The microbial load at 12 days of storage showed a result with a mean values of (2.1x105, 1.2x104 , 2.8x104 and 1.1x103 Cfu/g) for aerobic bacterial count, respectively, for ( negative control, positive control (BHT), BAE 5% and BAE 10%) for Tilapia finger samples .While the microbial load at 12 days of storage showed a result with a mean values of (1x105, 1.1x104 , 1.9x104 and 1.3x103 Cfu/g) for aerobic bacterial count, respectively, for ( negative control, positive control (BHT), BAE 5% and BAE 10%) for Mugil finger samples . While coliform count and yeast and mould count the BAE extract 10% was able to keep the counts without significant increase in comparison with the negative control, positive control and other concentrations of the mix for both Tilapia and Mugil finger samples.

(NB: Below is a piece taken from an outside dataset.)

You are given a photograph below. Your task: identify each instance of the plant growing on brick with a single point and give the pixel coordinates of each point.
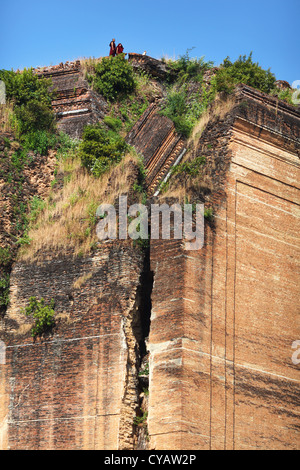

The TVB-N in fish finger samples at zero day there was significant difference (p<0.05) in TVB-N value between the fish finger samples showing the results of negative control, positive control, BAE 5% and BAE 10% (1.30, 1.88, 1.50 and 1.24 mg/100 g), respectively, and at 12 days of storage it increase reaching (36.06, 20.30, 14.22 and 13.06 mg/100 g), respectively, for Tilapia fish finger samples, also the TVB-N in fish finger samples at zero day there was significant difference (p<0.05) in TVB-N value between the fish finger samples showing the results of negative control, positive control, BAE 5% and BAE 10% (1.30, 1.30, 1.60 and .98 mg/100 g) ,respectively, and at 12 days of storage it increase reaching (29.62, 20.54, 8.74 and 6.28 mg/100 g) respectively.
The fish fingers treated with algae extract or without extract (PC and NC) gained no a significant difference (P >0.05) in all sensory criteria including appearance, taste, color, flavor, taste and overall acceptability after processing, but there was a significant difference in the overall grade with the highest score for BAE 10% group 7.53 followed by BAE 5% group 6.87 then the negative control group 7.53 and the lowest scores were for the positive control group 7.13 for Tilapia, also the fish fingers treated with algae extract or without extract (PC and NC) gained no a significant difference (P >0.05) in all sensory criteria including appearance, taste, color, flavor, taste and overall acceptability after processing, but there was a significant difference in the overall grade with the highest score for BAE 10% group 7.53 followed by BAE 5% group 6.80 then the negative control group 7.53 and the scores were for the positive control group 7.47 for Mugil which considered appositive results as the treatment were acceptable to the consumer.
These findings show that this algae extract is very effective against lipid and protein oxidation, and a powerful antimicrobial in different fish products and is a promising natural antioxidant and antimicrobial replacing the synthetic preservatives in fish processing. These biological activities could be attributed to phenols present in these algae. Further research is needed for the isolation and identification of individual phenolic compounds in addition to In-Vivo studies that can introduce better understanding of their mechanism of action.